L’Organizzazione internazionale del lavoro e la Cepal concordano nello stimare che si siano persi 48 milioni di posti di lavoro. Il tasso di disoccupazione avrebbe raggiunto l’11%, quasi 3 milioni di imprese hanno chiuso. La disoccupazione ufficiale all’11% nasconde, secondo la Cepal, una disoccupazione reale almeno doppia. I più colpiti sono i giovani, le donne e i lavoratori poco qualificati. L’aspetto più triste della crisi economica riguarda i bambini. L’Unicef stima che in tutta la regione, compresi i Caraibi, siano almeno 24 milioni i bambini che hanno bisogno di assistenza umanitaria, il numero è più del triplo di quello dell’anno scorso. «Non avevamo mai visto tanti bambini bisognosi di un intervento di assistenza immediata, contemporaneamente, in tanti paesi» denuncia l’Unicef.

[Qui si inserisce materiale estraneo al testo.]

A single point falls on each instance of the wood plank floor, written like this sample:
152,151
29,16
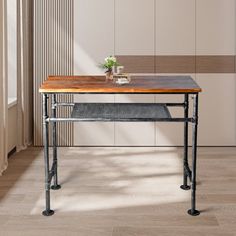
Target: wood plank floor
119,192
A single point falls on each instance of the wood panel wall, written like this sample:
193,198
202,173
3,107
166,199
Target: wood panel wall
53,55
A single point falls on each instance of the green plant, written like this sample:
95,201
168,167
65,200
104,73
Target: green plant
109,63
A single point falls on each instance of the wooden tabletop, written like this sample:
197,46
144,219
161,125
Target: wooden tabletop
138,84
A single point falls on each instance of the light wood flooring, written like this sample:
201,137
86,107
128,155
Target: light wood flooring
119,192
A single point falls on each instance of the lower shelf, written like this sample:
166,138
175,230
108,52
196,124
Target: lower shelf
120,112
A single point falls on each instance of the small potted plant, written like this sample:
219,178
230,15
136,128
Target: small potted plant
108,65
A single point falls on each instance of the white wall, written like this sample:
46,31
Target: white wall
158,27
12,50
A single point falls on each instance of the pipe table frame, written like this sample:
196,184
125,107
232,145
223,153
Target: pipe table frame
51,173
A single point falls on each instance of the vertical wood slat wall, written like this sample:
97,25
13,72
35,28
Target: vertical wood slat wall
53,55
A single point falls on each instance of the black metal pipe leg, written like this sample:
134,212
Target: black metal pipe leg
55,185
47,211
185,185
193,210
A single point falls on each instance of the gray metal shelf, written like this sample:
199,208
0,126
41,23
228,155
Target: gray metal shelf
120,112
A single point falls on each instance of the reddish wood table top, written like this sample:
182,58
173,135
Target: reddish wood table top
138,84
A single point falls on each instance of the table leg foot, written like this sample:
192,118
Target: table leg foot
48,212
185,187
193,212
56,187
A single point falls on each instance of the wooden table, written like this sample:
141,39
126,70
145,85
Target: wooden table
122,112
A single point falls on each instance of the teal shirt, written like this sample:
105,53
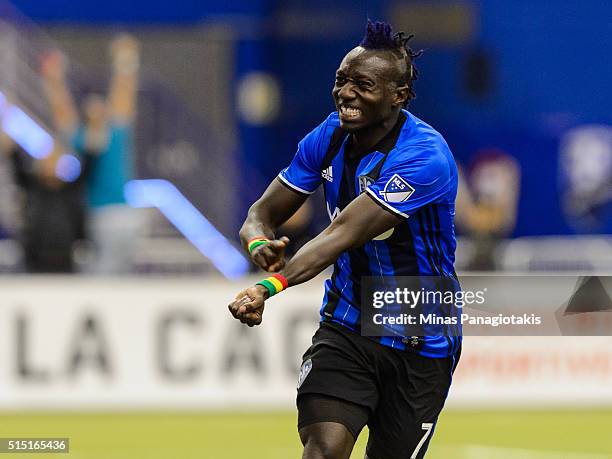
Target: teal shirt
111,169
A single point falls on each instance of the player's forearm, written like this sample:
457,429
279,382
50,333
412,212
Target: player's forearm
317,254
258,223
61,105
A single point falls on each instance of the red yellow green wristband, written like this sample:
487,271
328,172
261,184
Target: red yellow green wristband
275,284
256,242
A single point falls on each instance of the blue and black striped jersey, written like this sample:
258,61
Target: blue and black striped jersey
411,173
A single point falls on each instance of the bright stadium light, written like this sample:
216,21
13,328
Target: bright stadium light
68,167
26,132
189,221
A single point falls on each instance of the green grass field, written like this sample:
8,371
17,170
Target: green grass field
459,435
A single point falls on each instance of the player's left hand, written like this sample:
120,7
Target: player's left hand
248,305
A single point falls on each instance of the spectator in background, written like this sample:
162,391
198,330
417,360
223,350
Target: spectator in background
103,139
586,178
49,212
487,202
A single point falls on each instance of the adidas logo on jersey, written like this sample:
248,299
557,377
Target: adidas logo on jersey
397,189
327,174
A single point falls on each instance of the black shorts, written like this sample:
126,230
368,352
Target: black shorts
400,392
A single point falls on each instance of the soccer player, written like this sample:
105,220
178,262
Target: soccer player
390,184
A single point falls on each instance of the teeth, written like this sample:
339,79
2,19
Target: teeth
350,111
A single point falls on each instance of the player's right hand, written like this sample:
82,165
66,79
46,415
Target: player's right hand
271,256
248,305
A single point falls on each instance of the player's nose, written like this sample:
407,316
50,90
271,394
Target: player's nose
346,92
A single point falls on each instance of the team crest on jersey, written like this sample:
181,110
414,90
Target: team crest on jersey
328,174
364,182
306,367
397,190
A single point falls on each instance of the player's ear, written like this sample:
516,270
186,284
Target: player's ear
400,95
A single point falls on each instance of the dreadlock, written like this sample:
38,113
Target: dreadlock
379,35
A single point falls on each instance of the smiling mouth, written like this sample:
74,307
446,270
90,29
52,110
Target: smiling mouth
349,113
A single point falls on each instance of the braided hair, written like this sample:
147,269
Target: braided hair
379,36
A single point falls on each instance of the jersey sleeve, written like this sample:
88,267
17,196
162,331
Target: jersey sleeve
303,174
408,183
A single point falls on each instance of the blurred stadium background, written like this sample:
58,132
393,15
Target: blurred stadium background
150,365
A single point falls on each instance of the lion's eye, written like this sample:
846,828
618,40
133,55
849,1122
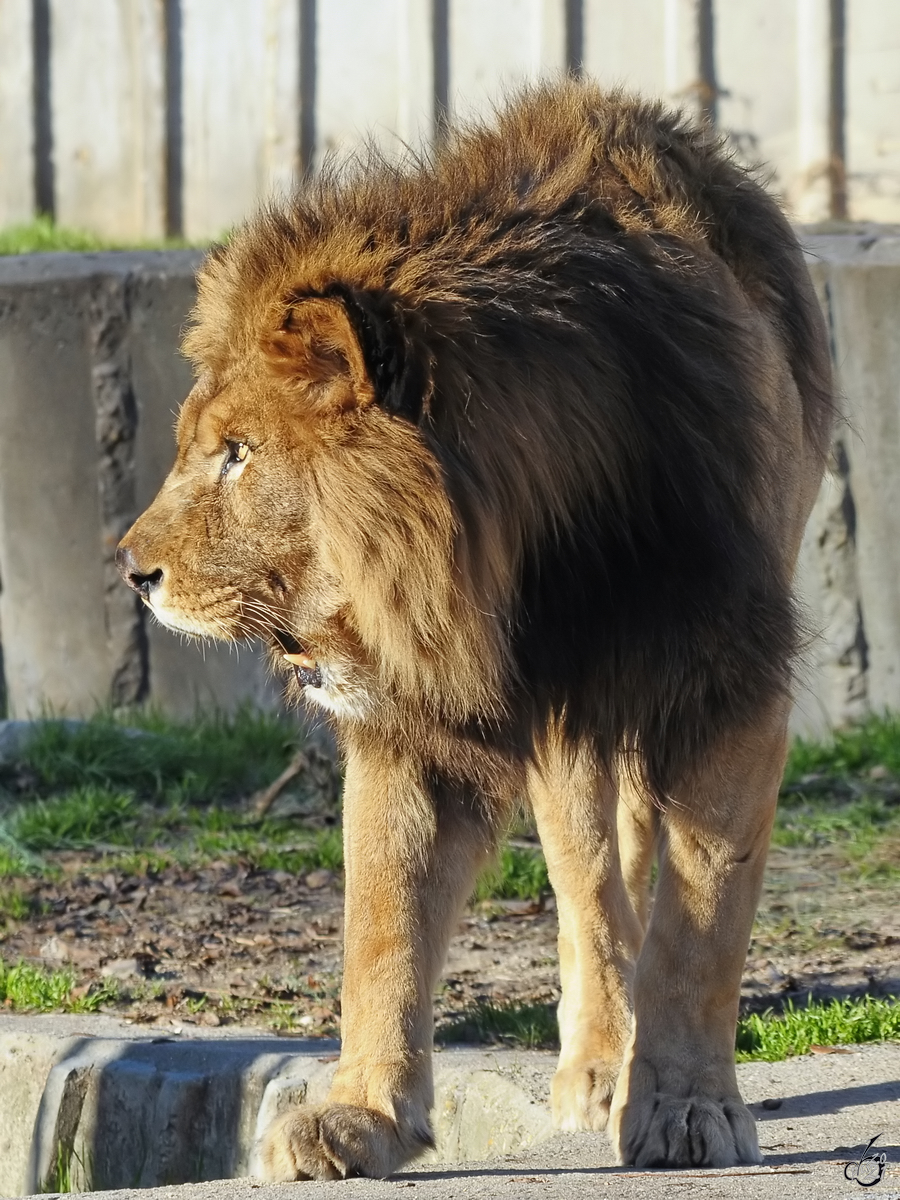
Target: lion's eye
238,453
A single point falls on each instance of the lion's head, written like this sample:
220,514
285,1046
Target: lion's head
304,505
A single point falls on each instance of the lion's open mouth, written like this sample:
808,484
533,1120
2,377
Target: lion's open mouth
306,669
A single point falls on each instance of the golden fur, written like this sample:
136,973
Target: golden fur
510,451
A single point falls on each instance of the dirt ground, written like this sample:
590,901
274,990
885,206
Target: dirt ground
221,945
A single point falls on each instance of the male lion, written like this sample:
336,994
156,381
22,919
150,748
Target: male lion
507,453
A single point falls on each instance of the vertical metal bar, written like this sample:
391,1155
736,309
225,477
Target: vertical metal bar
708,84
45,183
174,120
575,37
837,111
441,64
309,52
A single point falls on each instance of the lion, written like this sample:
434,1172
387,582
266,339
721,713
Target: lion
507,451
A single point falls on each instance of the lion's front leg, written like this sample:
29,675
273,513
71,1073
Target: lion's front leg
599,930
677,1101
412,855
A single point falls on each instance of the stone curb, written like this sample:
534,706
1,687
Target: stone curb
118,1105
154,1107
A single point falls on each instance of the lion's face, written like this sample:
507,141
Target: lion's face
225,547
292,508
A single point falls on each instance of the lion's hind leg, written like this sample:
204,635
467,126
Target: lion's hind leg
599,933
677,1101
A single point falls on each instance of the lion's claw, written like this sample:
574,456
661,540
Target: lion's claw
694,1131
582,1095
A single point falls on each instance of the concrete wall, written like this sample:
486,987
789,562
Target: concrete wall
90,379
135,117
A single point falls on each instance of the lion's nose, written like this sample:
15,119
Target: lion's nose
143,583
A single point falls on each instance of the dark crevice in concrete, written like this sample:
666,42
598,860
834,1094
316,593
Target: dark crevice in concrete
174,120
837,111
306,133
42,112
117,420
575,36
441,64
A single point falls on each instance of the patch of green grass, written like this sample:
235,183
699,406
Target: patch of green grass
533,1026
31,989
41,235
72,1173
874,743
857,825
210,757
771,1037
77,820
519,875
13,859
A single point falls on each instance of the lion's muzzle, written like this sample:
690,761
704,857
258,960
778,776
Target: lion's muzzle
135,574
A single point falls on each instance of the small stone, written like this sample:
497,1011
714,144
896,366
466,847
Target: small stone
121,969
319,879
54,949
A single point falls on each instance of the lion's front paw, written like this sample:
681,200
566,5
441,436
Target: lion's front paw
658,1129
334,1141
582,1095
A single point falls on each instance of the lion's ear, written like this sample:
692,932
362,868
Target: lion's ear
317,343
360,337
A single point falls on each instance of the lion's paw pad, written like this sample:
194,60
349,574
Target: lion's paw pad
334,1141
696,1131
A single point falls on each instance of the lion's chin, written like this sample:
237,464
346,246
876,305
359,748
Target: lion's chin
180,623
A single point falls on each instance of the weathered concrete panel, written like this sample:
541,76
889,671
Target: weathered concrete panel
51,565
373,75
240,93
772,70
865,315
17,165
647,46
107,73
873,109
493,47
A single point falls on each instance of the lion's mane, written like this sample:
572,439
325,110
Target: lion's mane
559,508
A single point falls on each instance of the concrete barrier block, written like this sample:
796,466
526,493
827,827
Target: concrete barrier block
52,604
126,1108
91,379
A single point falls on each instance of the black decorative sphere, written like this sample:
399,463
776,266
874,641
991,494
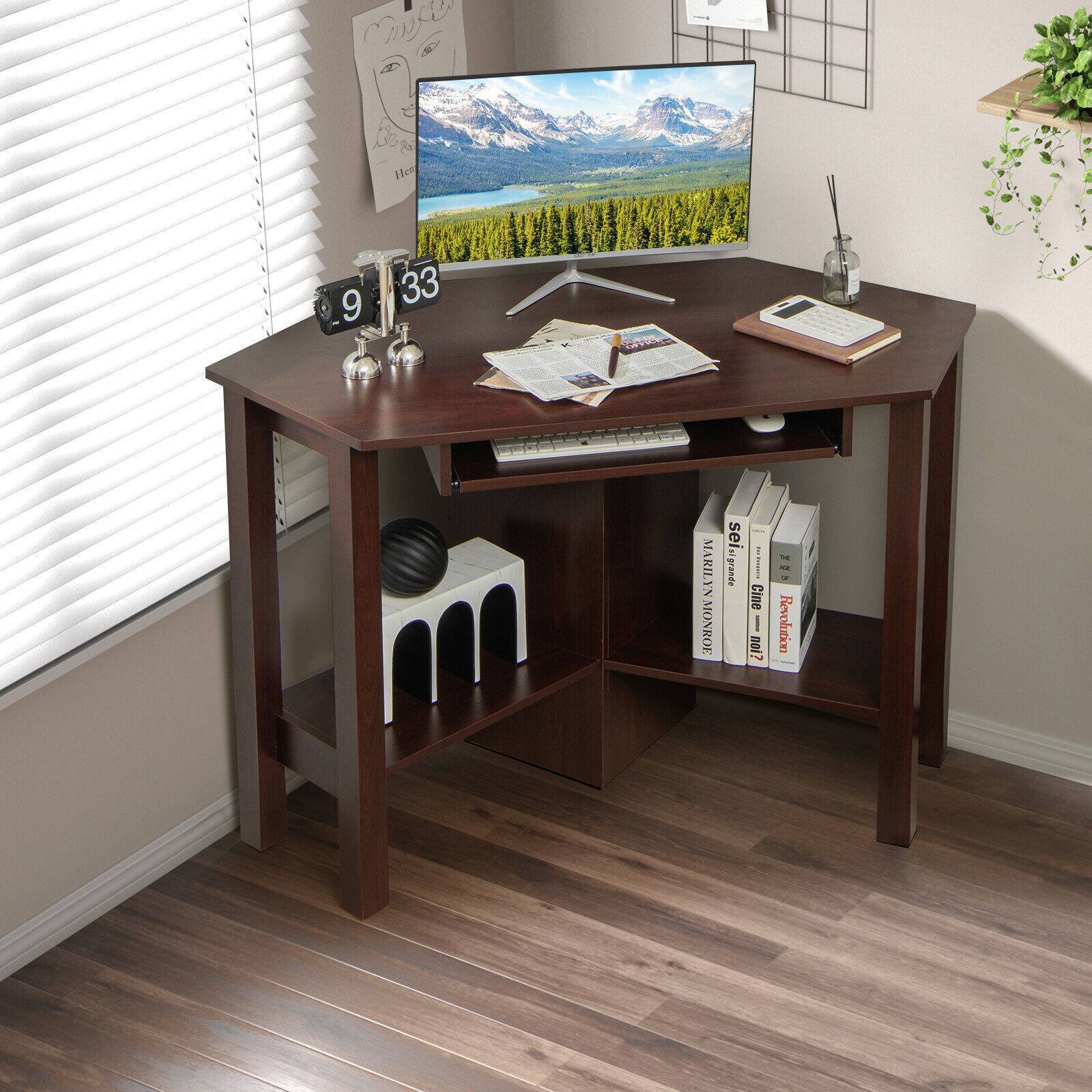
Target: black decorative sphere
414,556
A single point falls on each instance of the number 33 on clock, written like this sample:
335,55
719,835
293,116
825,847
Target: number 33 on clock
418,285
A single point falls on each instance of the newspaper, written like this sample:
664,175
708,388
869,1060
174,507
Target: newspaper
579,366
555,330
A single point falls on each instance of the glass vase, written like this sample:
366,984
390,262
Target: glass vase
841,273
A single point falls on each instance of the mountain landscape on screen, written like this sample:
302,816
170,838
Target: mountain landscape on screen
581,163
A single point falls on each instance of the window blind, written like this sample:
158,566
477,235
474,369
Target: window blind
158,213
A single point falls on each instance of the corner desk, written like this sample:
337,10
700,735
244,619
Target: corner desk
605,542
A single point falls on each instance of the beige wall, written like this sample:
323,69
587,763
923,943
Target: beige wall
910,182
118,751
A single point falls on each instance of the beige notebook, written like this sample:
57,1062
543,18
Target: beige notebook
850,354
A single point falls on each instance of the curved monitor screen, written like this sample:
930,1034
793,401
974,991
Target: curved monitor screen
523,167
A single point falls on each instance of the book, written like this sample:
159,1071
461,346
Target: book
794,577
764,520
707,633
736,551
753,326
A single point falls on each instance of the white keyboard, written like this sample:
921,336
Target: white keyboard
595,442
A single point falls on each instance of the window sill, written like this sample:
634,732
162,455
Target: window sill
132,626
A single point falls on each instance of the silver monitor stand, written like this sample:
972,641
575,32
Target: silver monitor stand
573,276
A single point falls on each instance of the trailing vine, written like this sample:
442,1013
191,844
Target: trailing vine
1065,52
1048,145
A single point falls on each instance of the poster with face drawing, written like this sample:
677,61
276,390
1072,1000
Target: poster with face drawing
393,49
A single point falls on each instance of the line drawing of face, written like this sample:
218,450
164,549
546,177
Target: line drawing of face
423,44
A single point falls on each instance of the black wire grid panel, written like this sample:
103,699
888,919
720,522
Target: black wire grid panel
814,48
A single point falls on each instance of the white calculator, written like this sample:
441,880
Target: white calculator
822,321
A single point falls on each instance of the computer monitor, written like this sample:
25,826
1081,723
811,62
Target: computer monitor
614,163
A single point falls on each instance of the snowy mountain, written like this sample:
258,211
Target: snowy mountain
457,116
486,115
664,118
710,115
584,125
529,118
736,134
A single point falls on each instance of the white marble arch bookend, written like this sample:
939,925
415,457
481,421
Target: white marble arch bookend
480,600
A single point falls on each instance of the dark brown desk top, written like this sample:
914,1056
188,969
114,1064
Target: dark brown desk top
298,373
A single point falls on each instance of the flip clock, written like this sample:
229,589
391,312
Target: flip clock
388,284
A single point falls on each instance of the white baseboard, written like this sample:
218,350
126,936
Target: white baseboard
126,878
1030,749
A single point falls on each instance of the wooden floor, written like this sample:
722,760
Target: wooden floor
720,919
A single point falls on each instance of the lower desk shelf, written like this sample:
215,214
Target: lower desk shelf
841,673
305,730
471,467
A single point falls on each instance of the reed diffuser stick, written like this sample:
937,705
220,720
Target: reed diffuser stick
841,247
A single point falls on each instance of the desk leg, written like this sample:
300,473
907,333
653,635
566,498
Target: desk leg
939,541
897,819
256,622
358,674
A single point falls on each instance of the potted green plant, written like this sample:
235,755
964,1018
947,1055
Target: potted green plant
1065,87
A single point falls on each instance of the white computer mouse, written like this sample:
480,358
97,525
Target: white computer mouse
766,423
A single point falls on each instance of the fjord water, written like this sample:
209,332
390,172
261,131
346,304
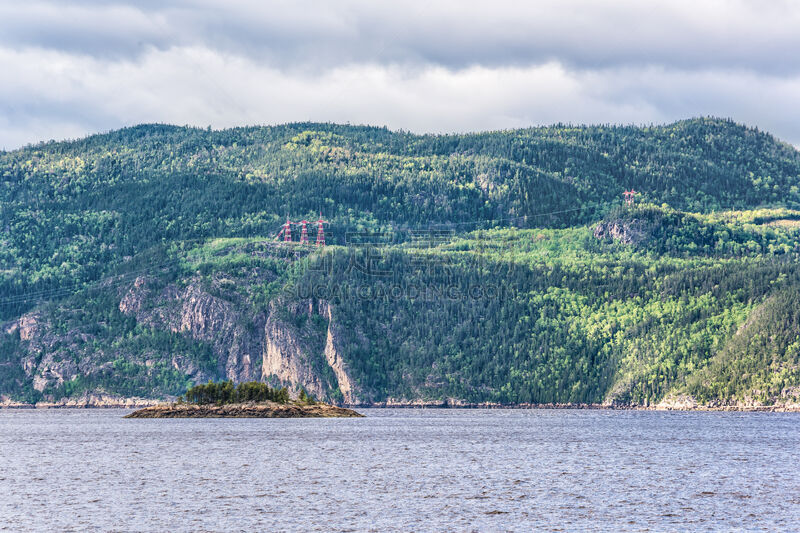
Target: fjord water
401,469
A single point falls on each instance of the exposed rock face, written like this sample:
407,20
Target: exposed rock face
27,325
245,410
628,232
292,356
286,357
334,359
202,316
296,344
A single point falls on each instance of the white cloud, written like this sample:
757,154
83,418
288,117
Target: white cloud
444,66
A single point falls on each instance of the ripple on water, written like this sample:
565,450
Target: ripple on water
401,470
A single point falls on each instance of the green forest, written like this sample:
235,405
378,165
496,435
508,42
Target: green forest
497,267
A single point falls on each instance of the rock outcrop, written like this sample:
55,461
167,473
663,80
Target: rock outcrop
245,410
626,232
293,356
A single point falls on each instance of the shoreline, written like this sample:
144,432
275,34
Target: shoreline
141,403
245,410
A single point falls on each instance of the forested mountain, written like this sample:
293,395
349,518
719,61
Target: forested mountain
499,267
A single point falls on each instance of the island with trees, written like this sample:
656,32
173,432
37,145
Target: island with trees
246,400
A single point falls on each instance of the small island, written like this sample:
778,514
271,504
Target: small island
246,400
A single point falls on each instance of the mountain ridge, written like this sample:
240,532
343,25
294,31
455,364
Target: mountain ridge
545,289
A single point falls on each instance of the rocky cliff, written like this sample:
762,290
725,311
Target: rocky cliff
202,328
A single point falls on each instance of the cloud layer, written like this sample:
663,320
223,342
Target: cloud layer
70,70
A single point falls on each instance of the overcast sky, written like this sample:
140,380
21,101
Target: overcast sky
73,68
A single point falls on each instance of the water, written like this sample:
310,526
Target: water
461,470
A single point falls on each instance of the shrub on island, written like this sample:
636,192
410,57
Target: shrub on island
226,392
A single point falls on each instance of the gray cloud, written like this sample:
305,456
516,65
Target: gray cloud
73,69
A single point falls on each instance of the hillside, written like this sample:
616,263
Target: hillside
495,267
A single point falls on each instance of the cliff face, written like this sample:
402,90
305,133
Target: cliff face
195,312
297,356
293,344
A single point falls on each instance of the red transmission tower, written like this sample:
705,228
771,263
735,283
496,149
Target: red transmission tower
303,232
286,231
321,231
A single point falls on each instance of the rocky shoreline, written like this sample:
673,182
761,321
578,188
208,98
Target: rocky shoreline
93,401
245,410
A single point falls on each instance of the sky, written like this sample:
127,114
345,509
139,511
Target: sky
73,68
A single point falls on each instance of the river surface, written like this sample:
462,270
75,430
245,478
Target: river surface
401,469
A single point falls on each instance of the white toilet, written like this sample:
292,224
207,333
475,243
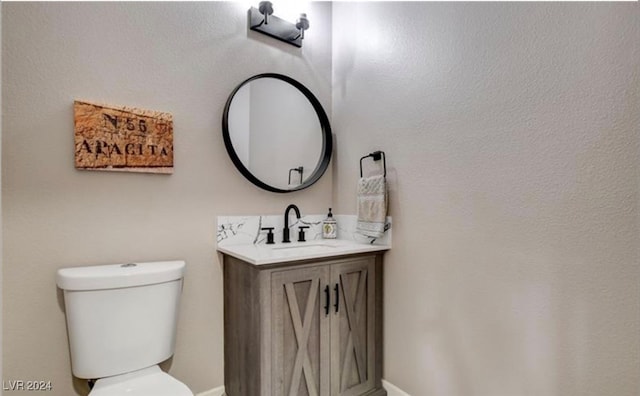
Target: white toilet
122,321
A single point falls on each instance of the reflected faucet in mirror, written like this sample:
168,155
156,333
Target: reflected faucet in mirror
299,170
285,230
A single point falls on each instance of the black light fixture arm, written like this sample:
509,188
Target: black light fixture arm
262,20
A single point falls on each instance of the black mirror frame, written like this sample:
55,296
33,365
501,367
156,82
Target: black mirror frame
327,139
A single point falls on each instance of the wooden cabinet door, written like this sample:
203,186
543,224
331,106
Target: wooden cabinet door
353,327
300,332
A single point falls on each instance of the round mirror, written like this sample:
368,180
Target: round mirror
276,133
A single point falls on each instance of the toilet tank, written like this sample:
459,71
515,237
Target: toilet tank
121,317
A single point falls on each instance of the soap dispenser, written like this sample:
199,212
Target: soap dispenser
329,227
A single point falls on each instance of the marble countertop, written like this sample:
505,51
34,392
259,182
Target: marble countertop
260,254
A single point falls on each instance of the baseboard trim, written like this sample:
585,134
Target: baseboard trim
393,390
219,391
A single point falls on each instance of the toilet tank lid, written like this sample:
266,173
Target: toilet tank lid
115,276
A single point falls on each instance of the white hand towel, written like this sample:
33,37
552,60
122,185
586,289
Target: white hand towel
372,206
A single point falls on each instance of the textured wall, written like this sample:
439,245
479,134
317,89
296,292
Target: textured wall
184,58
511,133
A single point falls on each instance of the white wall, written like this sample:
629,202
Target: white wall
511,134
183,58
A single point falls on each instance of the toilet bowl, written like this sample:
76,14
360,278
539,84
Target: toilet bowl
146,382
121,321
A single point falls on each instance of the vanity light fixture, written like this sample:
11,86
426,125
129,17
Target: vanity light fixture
261,20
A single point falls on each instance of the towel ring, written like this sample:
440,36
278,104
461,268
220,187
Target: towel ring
376,155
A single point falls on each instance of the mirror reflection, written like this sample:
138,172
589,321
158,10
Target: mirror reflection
277,133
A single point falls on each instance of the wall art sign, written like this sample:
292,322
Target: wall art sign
122,138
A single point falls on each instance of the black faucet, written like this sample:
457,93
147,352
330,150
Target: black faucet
285,230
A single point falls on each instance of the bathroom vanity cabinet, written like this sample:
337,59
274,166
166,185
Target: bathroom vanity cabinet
301,328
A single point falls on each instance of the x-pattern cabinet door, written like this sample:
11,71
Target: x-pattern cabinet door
353,327
301,331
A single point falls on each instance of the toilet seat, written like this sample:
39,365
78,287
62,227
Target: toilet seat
150,381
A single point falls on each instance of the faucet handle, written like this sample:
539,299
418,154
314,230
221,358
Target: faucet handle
269,235
301,233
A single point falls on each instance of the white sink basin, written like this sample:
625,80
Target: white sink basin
284,252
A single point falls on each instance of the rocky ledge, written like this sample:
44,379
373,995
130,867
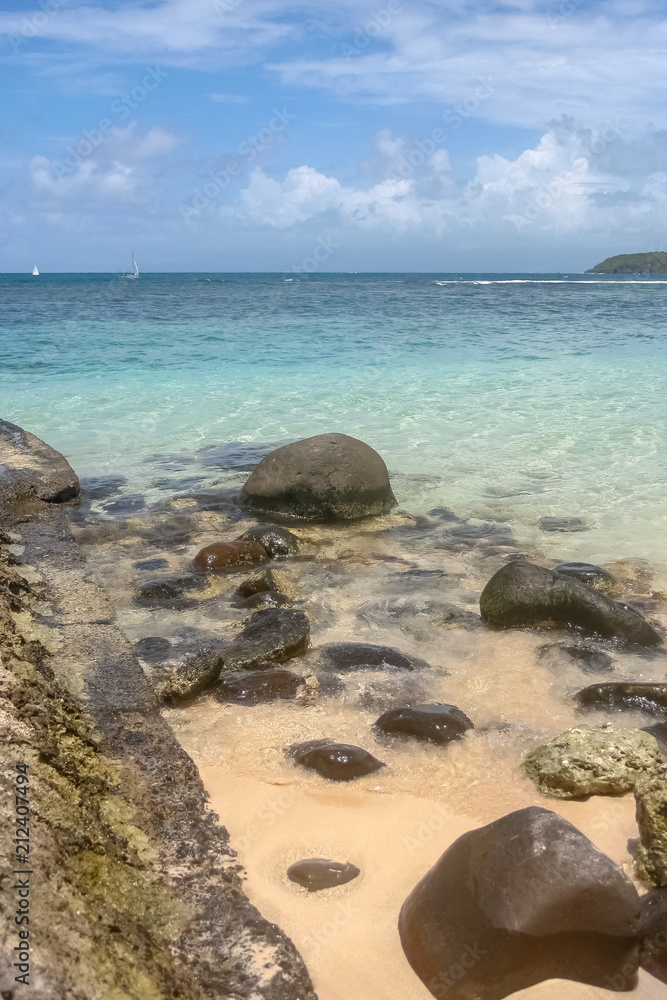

Secondo la Banca mondiale quasi 30 milioni di persone sono a rischio di scivolare nella estrema povertà. Un arretramento impensato fino a 12 mesi fa, quando la stessa Banca mondiale aveva previsto una diminuzione del 4% per il 2020 del numero delle persone in miseria. C’è stato un collasso storico dell’attività economica. Considerando che negli ultimi 6 anni la crescita economica è stata molto bassa, in media dello 0,3%, è improbabile che prima dei prossimi cinque anni ci possa essere un pieno recupero.

Di fronte a questo disperante panorama la Cepal raccomanda che gli aiuti statali alle famiglie e alle imprese non diminuiscano, si augura che aumentino le strategie di aiuto pubblico all’economia e quelle di politica fiscale perché, avverte, se invece diminuissero, il recupero previsto – già difficilissimo – sarebbe impossibile.
Non è chiaro con quali soldi dovrebbero essere realizzati questi interventi pubblici, visto lo stato generale delle casse pubbliche. Sta di fatto che lo stesso Fondo monetario, tradizionalmente il primo a prescrivere politiche di riduzione di spesa pubblica, sembra dubitare che si possa evitare l’implosione economica, e conseguentemente l’esplosione sociale, senza un intervento pubblico di sostegno alle imprese e al lavoro.